The performance assessment of an inertia radiator is based on 3 main criteria:

  • the power in Watts;
  • the material type of the heating core;
  • the type and functions of the controller or programmer.

Heating elements materials

The material constituting the heating body depends on the calorie storage capacity. Electric heaters, which exploit the inertia of fluids and dry inertia, share common advantages and disadvantages, although each brings its own peculiarities.

Common advantages:

  • gentle heat and comfortable delivered in a homogeneous, without drying the air;
  • heat emission long after extinction the heating element;
  • savings energy during operation;
  • limited maintenance periodic dusting;
  • rapidity and ease of installation;
  • low cost installation, without degradation of the site;
  • Very large choice of powers, models and finishes.

Common disadvantages:

  • price high purchase;
  • apparatus heavy (weight increases with storage efficiency);
  • poorly suited to rooms with intermittent use (bathrooms, toilets, laundry rooms, etc.);
  • strong marketing promotion at the veracity sometimes

Advantages and disadvantages of fluid inertia radiators

In these devices, the storage member is the heat transfer liquid circulating in the heating body, generally in steel or in aluminium fusion. This is the system approaching, at best, central heating.
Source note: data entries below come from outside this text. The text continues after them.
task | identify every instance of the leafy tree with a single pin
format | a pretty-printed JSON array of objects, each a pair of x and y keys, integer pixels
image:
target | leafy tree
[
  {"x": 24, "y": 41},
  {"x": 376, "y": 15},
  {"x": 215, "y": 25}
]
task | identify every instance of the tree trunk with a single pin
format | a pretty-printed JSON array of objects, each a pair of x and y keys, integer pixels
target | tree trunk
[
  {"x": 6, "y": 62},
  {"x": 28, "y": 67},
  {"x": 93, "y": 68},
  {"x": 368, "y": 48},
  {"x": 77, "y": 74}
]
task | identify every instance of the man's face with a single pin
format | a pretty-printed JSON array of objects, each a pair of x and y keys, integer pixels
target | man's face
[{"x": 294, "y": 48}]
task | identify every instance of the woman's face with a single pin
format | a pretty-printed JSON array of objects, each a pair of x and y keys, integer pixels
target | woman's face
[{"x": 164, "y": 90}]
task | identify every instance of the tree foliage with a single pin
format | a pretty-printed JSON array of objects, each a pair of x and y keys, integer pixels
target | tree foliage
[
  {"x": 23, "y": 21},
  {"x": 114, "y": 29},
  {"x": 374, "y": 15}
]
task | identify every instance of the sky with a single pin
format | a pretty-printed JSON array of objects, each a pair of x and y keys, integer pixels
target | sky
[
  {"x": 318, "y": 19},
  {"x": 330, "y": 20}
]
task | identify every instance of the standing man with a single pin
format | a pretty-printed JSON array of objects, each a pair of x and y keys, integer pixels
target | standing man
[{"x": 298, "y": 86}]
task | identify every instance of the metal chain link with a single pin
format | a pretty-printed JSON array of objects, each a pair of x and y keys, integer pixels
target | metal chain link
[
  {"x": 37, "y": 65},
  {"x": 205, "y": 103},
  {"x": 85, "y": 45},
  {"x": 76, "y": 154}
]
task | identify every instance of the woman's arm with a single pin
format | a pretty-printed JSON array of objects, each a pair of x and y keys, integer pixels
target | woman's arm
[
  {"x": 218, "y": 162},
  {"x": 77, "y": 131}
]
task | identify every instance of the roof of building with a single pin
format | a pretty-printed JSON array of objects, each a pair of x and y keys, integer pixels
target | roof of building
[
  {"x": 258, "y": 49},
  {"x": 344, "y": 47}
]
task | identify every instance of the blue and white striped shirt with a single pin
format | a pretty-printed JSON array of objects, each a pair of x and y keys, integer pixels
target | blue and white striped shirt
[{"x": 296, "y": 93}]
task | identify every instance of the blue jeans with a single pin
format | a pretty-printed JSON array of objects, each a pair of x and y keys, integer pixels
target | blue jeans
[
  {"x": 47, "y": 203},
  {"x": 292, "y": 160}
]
Advantages of fluid inertia:

  • climb in temperature more fast ;
  • weight less Student.

Disadvantages of fluid inertia:

  • lower durability;
  • heat transfer liquid fat, aggressive and not very ecological ;
  • possible noises fluid circulation;
  • lower reliability.

Advantages and disadvantages of dry inertia radiators

In these heaters, the heat is retained in the mass of inert and dense materials composing the heating body, i.e., by Ascending storage efficiency:

  • aluminium fusion ;
  • cast steel;
  • natural stones (lava, granite, etc.);
  • natural or composite refractory materials (bricks, ceramic, soapstone).
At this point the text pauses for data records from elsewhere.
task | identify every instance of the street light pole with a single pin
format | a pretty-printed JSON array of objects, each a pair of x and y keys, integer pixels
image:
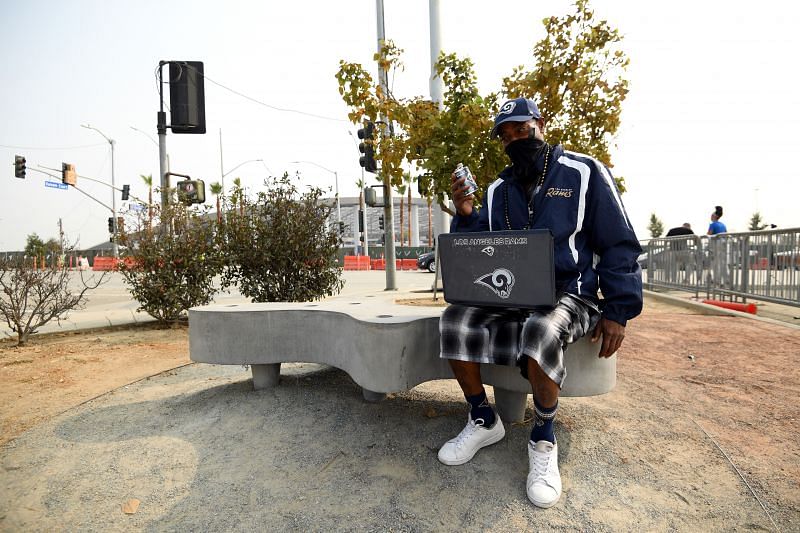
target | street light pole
[
  {"x": 114, "y": 247},
  {"x": 362, "y": 206},
  {"x": 151, "y": 140}
]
Advantages of dry inertia:

  • big thermal stability ;
  • slow restitution and progressive stored calories;
  • reliability and durability exceptional;
  • no noise Operating ;
  • no risk for the environment ;
  • only electrical devices are subject to aging.

Disadvantages of dry energy:

  • climb in temperature more slow ;
  • heavy to very heavy devices.

Dry inertia radiators sometimes have a front panel radiant heat emitter, ensuring a rapid rise in the temperature of the room.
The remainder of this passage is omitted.